There is no other way but to protest. We see advertisements addressing the president in newspapers. Downtown protests are likely to follow suit.

What kind of governance would this be? We may end up with an imperial presidency where the president answers to all the needs of the people and the government merely follows orders from the president. It would be a bureaucratic republic under an imperial president.

But for an effective government system, the political party and legislature would have to perform their role of keeping the president and government in check. James Burns, political scientist and expert on leadership, said that crucial for a presidential system are the values and methods of the president and an opposition system to rein in the presidential system.

The main opposition Democratic Party’s Representative Yoo In-tae pointed out that there is not a single politician who can draw sufficient public support to challenge the president today. Since the direct presidential election was introduced in the late 1980s, the so-called three Kims - Kim Young-sam, Kim Dae-jung and Kim Jong-pil - all played crucial roles in keeping one another and other presidents in check.

Park Geun-hye as a rival politician from the same conservative party directly raised her voice against former President Lee Myung-bak. But there is no one from the political stage for the role. The bureaucratic society, political party, legislative and civilian community would grow inactive and lethargic.

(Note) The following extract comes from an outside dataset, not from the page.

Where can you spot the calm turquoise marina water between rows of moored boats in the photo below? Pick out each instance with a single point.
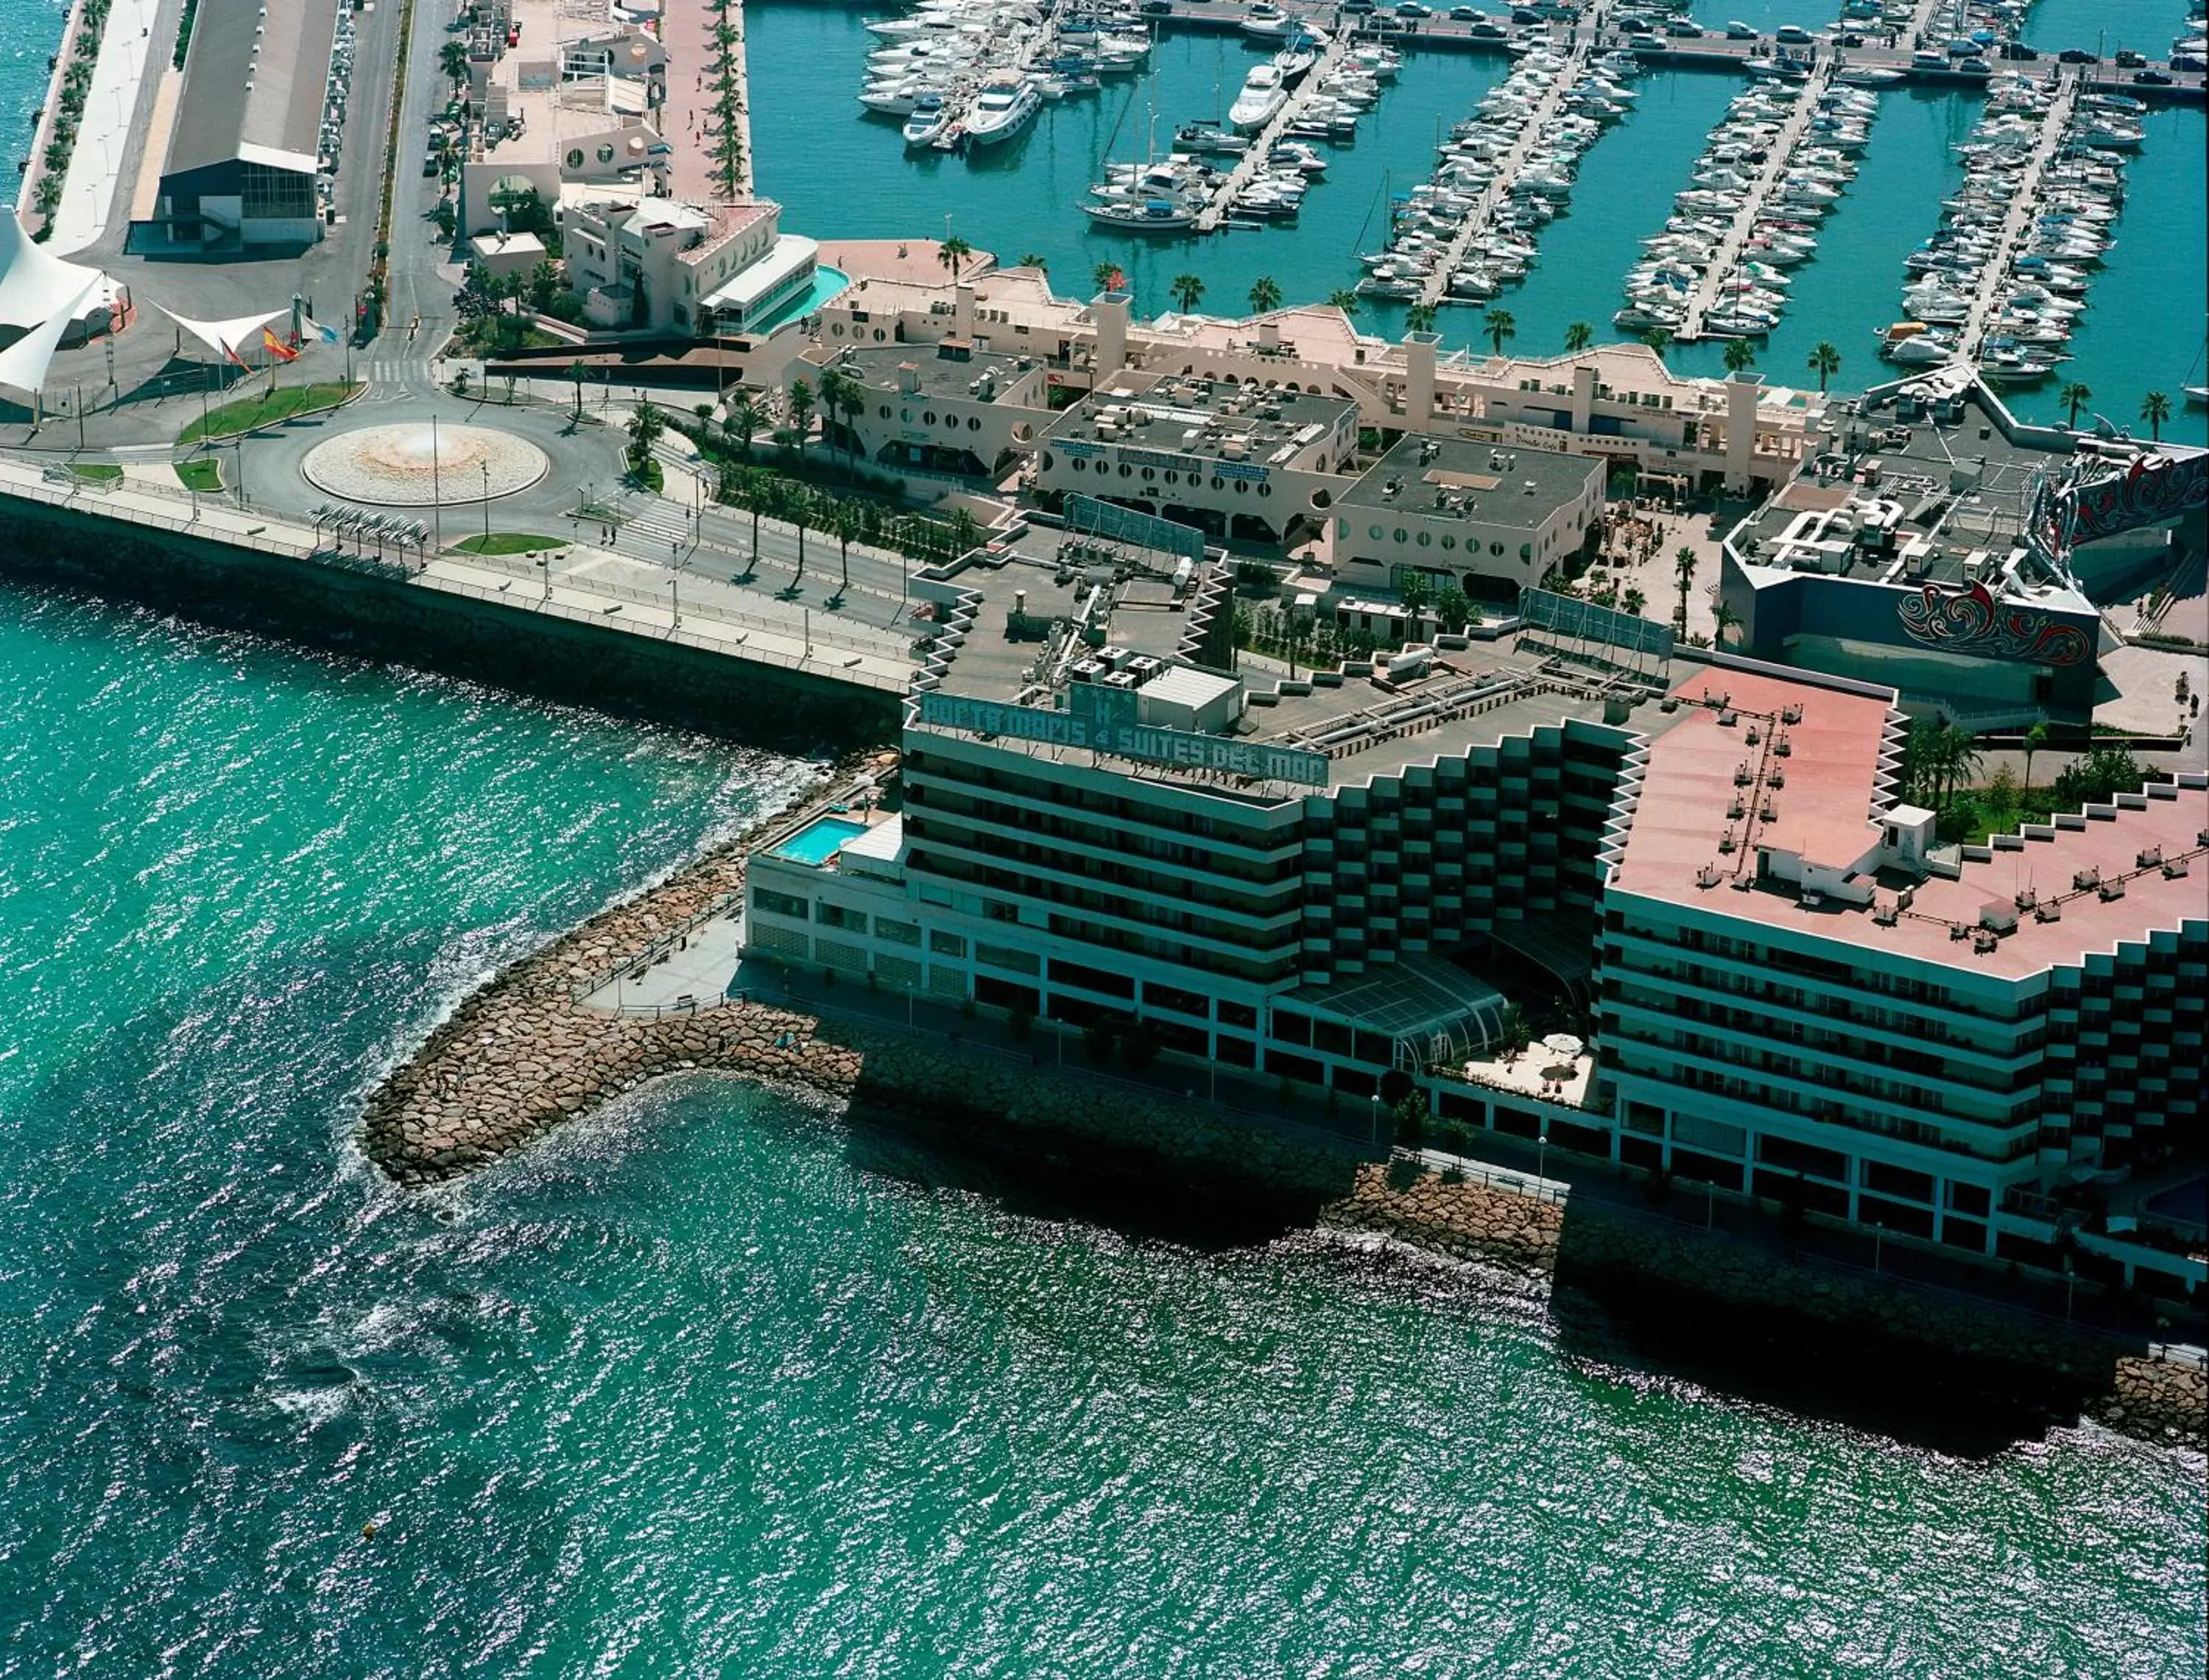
(841, 171)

The president may argue “what’s wrong with using the best of the power and authority to serve the people?” Even with good intentions, power concentrated on a single president is dangerous. It is an irrefutable political truth in any civilization.

Key national decisions and appropriation of power among political powers lay in the hands of the president alone today. There is no one in the middle. The president would be tempted to address the people directly and the people vice versa.

But it is not a healthy organization if the leader and individuals settle matters among themselves. We need to have more people between the president and the populace to receive calls and give answers.

Translation by the Korea JoongAng Daily staff.

* The author is a professor of political science at Seoul National University.